The United Arab Emirates (UAE) has begun another counter-terrorism assault against Al-Qaeda in the Arabian Peninsula (AQAP) in Abyan governorate yesterday, just two weeks after it launched its last offensive, Emirates News Agency reported.
The mission "began on Tuesday to cleanse pockets and strongholds of Al-Qaeda members from Al-Muhafad and Wadi Hamara districts, the last terrorist stronghold in Abyan Governorate", a statement on Emirates News Agency read.
The UAE-backed Security Belt Forces (SBF) is carrying out the "military plan" with assistance from the Saudi-led coalition. So far, Abu Mohesen Basabreen, an Al-Qaeda leader, has been killed while fighting with the SBF. According to the UAE, heavy losses have been incurred already by AQAP.
AQAP's open source networks have remained silent since early March, contrary to their usual output during high intensity conflict upticks.
The Security Belt Forces, primarily made up of recruited Yemenis from southern governorates, are paid an average of $800 per month and have been deployed in Abyan, Aden and Lahij, according to UN experts.

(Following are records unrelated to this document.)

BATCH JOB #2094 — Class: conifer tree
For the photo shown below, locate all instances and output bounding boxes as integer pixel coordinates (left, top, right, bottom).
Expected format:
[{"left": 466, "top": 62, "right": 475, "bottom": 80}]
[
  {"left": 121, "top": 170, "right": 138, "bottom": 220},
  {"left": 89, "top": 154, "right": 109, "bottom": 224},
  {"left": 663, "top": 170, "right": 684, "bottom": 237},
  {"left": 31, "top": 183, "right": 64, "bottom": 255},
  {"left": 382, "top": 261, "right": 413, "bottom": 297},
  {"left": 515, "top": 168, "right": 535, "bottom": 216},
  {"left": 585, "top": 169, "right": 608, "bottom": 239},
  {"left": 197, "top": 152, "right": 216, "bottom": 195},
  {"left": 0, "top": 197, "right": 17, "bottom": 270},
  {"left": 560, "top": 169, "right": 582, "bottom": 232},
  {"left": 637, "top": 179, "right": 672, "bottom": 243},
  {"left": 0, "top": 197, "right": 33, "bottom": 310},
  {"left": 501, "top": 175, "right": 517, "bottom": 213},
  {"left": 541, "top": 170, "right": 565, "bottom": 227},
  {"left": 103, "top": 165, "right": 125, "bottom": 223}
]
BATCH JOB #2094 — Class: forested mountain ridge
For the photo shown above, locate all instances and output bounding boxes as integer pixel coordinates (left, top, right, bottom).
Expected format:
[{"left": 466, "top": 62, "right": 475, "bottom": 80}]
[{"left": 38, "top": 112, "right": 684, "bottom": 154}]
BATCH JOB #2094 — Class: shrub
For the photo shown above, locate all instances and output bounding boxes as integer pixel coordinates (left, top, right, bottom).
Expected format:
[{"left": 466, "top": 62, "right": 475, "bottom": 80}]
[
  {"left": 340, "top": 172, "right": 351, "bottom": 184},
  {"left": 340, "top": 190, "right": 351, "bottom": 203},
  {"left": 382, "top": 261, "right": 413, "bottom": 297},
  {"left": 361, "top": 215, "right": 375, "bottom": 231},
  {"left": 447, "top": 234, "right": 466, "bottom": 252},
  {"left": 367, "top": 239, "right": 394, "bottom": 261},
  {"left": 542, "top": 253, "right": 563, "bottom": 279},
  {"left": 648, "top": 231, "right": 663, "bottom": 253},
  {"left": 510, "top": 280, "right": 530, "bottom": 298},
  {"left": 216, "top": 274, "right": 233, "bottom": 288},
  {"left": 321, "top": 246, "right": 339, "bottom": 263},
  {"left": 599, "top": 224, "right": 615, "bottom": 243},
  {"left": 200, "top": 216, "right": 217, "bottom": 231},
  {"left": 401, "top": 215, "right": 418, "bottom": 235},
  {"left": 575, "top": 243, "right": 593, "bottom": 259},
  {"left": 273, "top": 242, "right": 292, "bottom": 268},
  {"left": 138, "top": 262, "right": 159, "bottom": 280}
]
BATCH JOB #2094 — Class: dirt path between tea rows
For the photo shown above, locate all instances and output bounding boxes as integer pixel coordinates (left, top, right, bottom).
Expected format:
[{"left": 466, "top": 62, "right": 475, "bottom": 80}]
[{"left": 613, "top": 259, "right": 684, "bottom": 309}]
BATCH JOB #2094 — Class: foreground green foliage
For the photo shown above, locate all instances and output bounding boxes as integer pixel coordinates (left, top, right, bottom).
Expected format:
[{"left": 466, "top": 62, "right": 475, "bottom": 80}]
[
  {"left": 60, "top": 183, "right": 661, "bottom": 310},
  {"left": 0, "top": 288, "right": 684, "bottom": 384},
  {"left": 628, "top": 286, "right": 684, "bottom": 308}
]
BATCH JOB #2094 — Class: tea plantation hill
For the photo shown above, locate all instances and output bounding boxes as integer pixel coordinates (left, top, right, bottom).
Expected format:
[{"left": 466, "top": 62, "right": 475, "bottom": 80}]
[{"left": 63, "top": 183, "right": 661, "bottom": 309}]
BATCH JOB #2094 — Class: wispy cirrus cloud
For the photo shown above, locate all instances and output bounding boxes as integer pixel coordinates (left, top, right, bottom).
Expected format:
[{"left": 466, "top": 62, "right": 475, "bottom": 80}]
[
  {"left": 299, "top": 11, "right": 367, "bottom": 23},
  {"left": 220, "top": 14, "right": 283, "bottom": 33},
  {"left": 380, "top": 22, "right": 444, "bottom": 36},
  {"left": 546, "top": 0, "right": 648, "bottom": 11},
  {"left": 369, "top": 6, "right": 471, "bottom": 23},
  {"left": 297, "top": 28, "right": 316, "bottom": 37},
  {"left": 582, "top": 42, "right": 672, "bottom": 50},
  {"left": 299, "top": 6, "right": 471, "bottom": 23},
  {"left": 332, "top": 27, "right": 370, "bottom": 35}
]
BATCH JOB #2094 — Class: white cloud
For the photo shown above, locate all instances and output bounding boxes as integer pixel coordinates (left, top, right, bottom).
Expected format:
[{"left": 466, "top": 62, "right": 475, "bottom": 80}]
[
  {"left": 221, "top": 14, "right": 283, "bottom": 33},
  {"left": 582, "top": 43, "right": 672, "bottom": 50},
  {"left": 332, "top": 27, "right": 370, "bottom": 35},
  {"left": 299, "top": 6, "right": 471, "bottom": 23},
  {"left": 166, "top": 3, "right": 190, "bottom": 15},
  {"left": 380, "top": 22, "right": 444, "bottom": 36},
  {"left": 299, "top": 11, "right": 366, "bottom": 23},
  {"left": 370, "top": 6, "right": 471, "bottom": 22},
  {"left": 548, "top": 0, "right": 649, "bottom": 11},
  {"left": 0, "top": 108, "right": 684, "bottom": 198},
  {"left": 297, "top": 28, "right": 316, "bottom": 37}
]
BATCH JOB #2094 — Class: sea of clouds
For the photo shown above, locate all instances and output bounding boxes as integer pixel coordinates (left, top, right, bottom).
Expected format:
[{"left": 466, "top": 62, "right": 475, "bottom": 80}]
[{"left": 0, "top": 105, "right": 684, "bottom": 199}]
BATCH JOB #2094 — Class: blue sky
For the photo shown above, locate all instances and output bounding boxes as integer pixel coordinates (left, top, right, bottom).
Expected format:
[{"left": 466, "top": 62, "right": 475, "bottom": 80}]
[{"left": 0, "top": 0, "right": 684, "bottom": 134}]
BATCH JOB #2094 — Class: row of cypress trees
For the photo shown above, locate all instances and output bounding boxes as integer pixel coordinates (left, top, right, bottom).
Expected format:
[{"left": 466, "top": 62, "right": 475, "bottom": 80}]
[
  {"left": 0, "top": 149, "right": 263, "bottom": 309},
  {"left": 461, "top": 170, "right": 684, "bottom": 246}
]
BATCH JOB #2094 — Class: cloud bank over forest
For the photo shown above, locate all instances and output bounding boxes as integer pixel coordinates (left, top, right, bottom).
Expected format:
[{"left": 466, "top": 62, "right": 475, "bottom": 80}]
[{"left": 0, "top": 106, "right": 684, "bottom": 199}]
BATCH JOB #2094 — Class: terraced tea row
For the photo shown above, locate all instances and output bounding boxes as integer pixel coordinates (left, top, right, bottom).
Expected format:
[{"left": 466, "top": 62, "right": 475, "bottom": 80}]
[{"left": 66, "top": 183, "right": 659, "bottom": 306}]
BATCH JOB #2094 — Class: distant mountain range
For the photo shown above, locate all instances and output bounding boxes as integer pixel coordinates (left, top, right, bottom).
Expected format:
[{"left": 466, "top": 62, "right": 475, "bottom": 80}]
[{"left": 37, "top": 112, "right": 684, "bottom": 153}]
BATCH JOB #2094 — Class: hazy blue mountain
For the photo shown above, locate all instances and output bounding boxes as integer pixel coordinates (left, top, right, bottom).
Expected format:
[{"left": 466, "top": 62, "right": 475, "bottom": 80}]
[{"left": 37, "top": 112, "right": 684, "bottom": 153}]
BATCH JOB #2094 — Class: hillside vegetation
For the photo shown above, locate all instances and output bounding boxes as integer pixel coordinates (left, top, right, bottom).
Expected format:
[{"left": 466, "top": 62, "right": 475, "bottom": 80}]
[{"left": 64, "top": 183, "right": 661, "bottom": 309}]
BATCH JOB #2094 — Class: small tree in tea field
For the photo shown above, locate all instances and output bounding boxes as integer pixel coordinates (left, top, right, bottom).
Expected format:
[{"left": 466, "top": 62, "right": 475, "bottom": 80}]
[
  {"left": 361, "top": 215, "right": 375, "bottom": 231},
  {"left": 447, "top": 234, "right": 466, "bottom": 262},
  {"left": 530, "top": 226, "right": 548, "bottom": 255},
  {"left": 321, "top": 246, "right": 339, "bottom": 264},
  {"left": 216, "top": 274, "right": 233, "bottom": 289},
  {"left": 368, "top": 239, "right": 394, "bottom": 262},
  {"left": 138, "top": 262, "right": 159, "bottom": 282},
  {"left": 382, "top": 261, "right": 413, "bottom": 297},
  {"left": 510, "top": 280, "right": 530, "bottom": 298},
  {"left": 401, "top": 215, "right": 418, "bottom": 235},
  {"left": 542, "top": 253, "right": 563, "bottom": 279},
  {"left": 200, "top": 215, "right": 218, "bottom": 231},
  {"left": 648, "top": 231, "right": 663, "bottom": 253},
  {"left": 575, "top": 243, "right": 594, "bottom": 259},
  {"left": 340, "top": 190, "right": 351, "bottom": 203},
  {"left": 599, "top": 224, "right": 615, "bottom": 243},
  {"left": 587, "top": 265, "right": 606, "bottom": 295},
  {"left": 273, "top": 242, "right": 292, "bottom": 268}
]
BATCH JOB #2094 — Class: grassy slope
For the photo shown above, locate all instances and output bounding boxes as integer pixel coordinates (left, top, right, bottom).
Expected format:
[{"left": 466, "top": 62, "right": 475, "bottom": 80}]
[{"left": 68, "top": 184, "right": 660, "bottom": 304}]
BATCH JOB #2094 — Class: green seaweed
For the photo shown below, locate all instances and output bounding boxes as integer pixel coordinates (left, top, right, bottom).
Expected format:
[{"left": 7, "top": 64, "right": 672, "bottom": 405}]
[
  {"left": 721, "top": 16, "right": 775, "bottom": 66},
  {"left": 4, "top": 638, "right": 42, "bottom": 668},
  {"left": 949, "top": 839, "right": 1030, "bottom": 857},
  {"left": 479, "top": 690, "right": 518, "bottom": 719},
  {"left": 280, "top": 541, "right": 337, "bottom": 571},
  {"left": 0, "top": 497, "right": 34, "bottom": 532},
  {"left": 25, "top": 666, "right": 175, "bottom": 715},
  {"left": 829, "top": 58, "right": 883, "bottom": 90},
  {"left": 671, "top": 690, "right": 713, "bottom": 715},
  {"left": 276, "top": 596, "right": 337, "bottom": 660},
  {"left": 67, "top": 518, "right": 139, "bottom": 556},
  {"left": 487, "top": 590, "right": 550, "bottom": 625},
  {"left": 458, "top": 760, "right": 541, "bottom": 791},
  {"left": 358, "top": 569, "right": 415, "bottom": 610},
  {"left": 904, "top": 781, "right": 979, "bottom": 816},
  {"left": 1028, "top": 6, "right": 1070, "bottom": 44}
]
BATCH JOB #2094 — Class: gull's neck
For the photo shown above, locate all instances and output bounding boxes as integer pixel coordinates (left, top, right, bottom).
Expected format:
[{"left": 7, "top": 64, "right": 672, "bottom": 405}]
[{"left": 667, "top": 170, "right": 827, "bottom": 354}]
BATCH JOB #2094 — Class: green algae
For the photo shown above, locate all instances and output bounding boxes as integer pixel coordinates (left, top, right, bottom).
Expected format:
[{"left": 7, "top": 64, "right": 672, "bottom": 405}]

Last week, the UAE launched its second counter-terrorism operation in Shabwa governorate against AQAP. The operation was conducted by the UAE-backed Shabwani Elite Force, as part of a broader strategy to push out AQAP from southern Yemen.
A 20-page report published in the US claims that AQAP has been weakened by UAE-backed forces in southern Yemen. But claims the progress may be exploited by Al-Qaeda as it resembles a "colonising force" in Yemen.
Southern Yemen is also where Yemen's oil pipelines and natural gas factory is placed, insinuating a protective and venture capital counter-terrorism operation.
The UAE entered Yemen in 2015 as part of the Saudi-led coalition to assist the Yemeni government with threats posed by the Iranian-backed Houthi group which currently controls the capital Sana'a. All of the UAE's military and political efforts focus on southern Yemen, where it has supported the Southern Transitional Council since last year.